Yes, _sie _(= standard Finnish sinä) is singular and _poikii _(= std. poikia) is plural. But it is grammatically correct. A subject in singular may have a predicative in partitive plural, e.g. _sinä olet tämän kylän poikia_. Structurally it means “you are (one) of the boys/guys of this village”, but the meaning is rather “you are a boy/guys of this village”, “you are from this village”. (_Poika _does not really refer to just young people here; hence my expression “boys/guys”.) 

It would be possible to say _ootsie tämän kylän poika_, but the tone is different; _poikii _refers to being part of a group.


----------



## DrWatson

You're right, the subject is singular and the predicative is plural. This is a common construction in Finnish and it's called the _predicative of inclusion_ in VISK (§ 955). It's used to indicate that the subject belongs or is part of the group defined in the predicative, in this case boys from this village. Some other examples I made up on the fly:

_Alue on Suomen kauneimpia._ 'The area is one of the most beautiful in Finland.'
_Hän on Rauman Virtasia._ 'S/he is one of the Virtanens of Rauma (= He belongs to the Virtanen family from Rauma)'
_Hän on kielen viimeisiä puhujia_. 'S/he is one of the last speakers of the language.'


----------



## Maabdreo

Oh, that makes sense. Kiitos Fennofiili!


----------



## Maabdreo

Thanks, DrWatson. So does that construction differ from _X on yksi Y:stä _​in any way?

Edit: If I understood the end of the VISK article, it sounds like they're equivalent in meaning though using the elative makes it possible to specify the quantity of Y. Is that right?


----------



## fennofiili

Maabdreo said:


> So does that construction differ from _X on yksi Y:stä _​in any way?

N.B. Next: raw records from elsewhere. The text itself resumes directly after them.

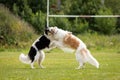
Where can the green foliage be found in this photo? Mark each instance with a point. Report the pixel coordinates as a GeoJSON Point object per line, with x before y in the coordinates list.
{"type": "Point", "coordinates": [105, 25]}
{"type": "Point", "coordinates": [80, 26]}
{"type": "Point", "coordinates": [12, 29]}
{"type": "Point", "coordinates": [34, 12]}
{"type": "Point", "coordinates": [60, 22]}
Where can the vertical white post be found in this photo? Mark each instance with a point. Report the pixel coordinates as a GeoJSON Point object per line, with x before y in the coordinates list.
{"type": "Point", "coordinates": [47, 13]}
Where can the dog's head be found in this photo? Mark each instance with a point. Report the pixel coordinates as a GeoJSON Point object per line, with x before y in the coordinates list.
{"type": "Point", "coordinates": [51, 30]}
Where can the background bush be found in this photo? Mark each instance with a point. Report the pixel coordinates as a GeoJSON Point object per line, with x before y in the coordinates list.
{"type": "Point", "coordinates": [13, 31]}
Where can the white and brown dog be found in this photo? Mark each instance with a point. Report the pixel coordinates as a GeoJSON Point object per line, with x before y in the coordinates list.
{"type": "Point", "coordinates": [62, 39]}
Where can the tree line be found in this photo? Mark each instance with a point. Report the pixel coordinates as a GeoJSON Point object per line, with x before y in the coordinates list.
{"type": "Point", "coordinates": [34, 12]}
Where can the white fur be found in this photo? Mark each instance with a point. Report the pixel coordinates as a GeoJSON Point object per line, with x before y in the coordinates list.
{"type": "Point", "coordinates": [24, 58]}
{"type": "Point", "coordinates": [83, 55]}
{"type": "Point", "coordinates": [40, 56]}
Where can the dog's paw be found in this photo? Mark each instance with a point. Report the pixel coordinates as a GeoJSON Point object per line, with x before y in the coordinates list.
{"type": "Point", "coordinates": [42, 67]}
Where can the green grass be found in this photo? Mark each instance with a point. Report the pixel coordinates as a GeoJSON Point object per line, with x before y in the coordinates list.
{"type": "Point", "coordinates": [60, 66]}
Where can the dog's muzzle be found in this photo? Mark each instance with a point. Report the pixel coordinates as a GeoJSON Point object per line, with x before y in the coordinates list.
{"type": "Point", "coordinates": [46, 31]}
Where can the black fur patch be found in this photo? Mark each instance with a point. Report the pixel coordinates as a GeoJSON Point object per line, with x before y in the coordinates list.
{"type": "Point", "coordinates": [32, 53]}
{"type": "Point", "coordinates": [42, 43]}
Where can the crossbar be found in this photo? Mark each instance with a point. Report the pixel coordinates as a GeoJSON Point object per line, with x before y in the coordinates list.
{"type": "Point", "coordinates": [81, 16]}
{"type": "Point", "coordinates": [84, 16]}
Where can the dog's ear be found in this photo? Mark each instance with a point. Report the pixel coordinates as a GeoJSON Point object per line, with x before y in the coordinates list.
{"type": "Point", "coordinates": [69, 32]}
{"type": "Point", "coordinates": [55, 27]}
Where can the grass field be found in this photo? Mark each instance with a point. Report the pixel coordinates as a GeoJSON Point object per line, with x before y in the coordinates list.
{"type": "Point", "coordinates": [60, 66]}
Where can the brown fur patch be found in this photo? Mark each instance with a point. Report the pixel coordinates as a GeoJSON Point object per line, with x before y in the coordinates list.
{"type": "Point", "coordinates": [71, 41]}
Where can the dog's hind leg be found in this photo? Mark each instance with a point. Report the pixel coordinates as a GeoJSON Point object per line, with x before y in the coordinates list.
{"type": "Point", "coordinates": [41, 59]}
{"type": "Point", "coordinates": [32, 63]}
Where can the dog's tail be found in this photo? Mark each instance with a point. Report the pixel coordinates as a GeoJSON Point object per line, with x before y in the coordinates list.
{"type": "Point", "coordinates": [24, 58]}
{"type": "Point", "coordinates": [92, 60]}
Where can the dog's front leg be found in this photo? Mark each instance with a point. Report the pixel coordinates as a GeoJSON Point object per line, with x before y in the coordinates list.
{"type": "Point", "coordinates": [41, 59]}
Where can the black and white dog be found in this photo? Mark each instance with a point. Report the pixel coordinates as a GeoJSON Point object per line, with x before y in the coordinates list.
{"type": "Point", "coordinates": [36, 51]}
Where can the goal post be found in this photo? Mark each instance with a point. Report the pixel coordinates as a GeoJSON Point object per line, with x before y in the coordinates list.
{"type": "Point", "coordinates": [81, 16]}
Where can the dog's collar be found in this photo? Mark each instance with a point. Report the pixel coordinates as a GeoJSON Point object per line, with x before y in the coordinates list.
{"type": "Point", "coordinates": [56, 32]}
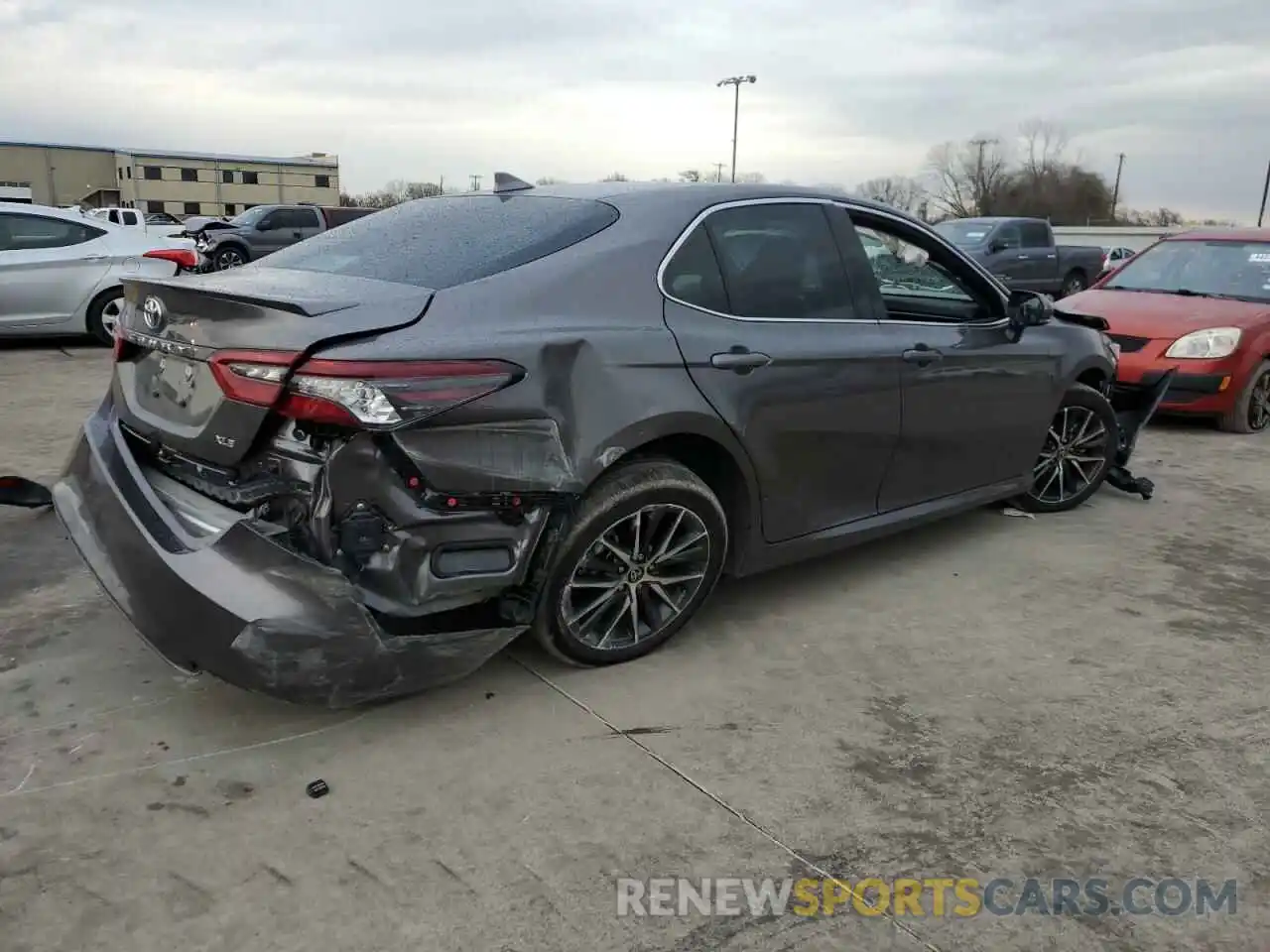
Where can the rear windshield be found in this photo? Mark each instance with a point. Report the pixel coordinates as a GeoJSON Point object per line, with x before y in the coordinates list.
{"type": "Point", "coordinates": [437, 243]}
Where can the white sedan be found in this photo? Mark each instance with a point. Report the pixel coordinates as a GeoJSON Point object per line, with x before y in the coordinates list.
{"type": "Point", "coordinates": [62, 271]}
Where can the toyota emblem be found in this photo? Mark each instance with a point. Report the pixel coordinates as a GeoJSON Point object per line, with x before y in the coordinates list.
{"type": "Point", "coordinates": [153, 311]}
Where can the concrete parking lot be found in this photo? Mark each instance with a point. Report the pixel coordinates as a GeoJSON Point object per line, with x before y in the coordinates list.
{"type": "Point", "coordinates": [1078, 696]}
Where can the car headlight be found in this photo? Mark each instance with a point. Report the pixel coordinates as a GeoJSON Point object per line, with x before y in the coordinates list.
{"type": "Point", "coordinates": [1207, 344]}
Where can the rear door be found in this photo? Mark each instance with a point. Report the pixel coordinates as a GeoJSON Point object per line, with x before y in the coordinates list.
{"type": "Point", "coordinates": [974, 403]}
{"type": "Point", "coordinates": [760, 303]}
{"type": "Point", "coordinates": [49, 267]}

It might have a different tone.



> If I understood the end of the VISK article, it sounds like they're equivalent in meaning though using the elative makes it possible to specify the quantity of Y. Is that right?

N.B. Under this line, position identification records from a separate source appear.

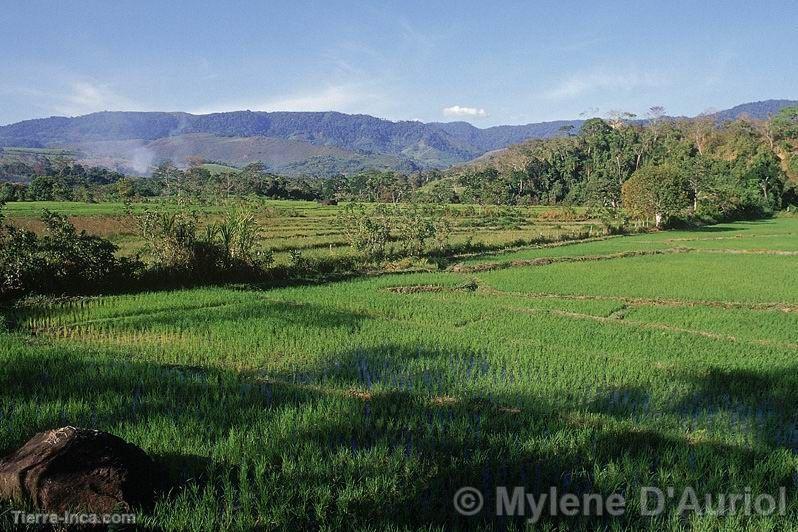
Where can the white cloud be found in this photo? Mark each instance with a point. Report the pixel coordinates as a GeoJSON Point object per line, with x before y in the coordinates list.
{"type": "Point", "coordinates": [458, 111]}
{"type": "Point", "coordinates": [584, 83]}
{"type": "Point", "coordinates": [344, 98]}
{"type": "Point", "coordinates": [86, 97]}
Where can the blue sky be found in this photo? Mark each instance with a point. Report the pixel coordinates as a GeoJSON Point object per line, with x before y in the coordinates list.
{"type": "Point", "coordinates": [485, 62]}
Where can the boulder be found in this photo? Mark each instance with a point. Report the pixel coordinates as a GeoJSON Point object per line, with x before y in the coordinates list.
{"type": "Point", "coordinates": [74, 469]}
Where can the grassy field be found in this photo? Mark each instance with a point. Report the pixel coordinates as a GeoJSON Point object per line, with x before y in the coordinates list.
{"type": "Point", "coordinates": [663, 360]}
{"type": "Point", "coordinates": [308, 226]}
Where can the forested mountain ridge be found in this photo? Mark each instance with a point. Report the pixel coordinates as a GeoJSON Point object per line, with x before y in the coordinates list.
{"type": "Point", "coordinates": [352, 142]}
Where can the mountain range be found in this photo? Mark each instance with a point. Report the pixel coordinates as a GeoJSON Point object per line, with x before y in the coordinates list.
{"type": "Point", "coordinates": [293, 143]}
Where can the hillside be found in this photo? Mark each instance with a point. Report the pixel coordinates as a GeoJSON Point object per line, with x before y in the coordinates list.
{"type": "Point", "coordinates": [319, 143]}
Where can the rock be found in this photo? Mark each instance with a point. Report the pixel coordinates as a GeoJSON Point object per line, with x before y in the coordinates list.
{"type": "Point", "coordinates": [74, 469]}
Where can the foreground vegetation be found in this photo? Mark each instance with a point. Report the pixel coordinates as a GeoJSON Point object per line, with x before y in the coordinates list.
{"type": "Point", "coordinates": [664, 359]}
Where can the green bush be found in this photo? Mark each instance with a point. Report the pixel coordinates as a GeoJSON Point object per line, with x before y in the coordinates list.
{"type": "Point", "coordinates": [60, 261]}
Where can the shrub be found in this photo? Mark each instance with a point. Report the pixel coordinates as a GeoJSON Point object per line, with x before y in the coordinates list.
{"type": "Point", "coordinates": [656, 193]}
{"type": "Point", "coordinates": [60, 261]}
{"type": "Point", "coordinates": [225, 250]}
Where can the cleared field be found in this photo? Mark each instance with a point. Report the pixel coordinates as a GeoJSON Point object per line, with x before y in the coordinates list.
{"type": "Point", "coordinates": [308, 226]}
{"type": "Point", "coordinates": [367, 404]}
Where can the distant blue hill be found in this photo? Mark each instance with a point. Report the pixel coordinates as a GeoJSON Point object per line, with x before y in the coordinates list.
{"type": "Point", "coordinates": [292, 139]}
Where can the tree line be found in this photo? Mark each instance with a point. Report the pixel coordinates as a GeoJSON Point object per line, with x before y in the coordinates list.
{"type": "Point", "coordinates": [741, 168]}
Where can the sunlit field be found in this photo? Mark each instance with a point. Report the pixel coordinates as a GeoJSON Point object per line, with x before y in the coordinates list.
{"type": "Point", "coordinates": [313, 228]}
{"type": "Point", "coordinates": [666, 359]}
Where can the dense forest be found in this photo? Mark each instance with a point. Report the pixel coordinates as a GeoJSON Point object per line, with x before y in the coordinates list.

Well, almost. It says that they are alternative, except when the quantity of the set is specified. It does not really describe the difference, and it is somewhat difficult to explain. Both _Alue on Suomen kauneimpia_ and _Alue on yksi Suomen kauneimmista_ have the same denotation, and they can both be translated using a “one of ...” construct, but the latter somewhat emphasizes that it is one of a set. Maybe it also sounds less idiomatic, since it has a rather direct counterpart in other languages, whereas the expression with partitive is specific to Finnish. But I guess some people might say that there’s no difference in meaning.


----------



## Maabdreo

Thanks for the thoughtful response!


----------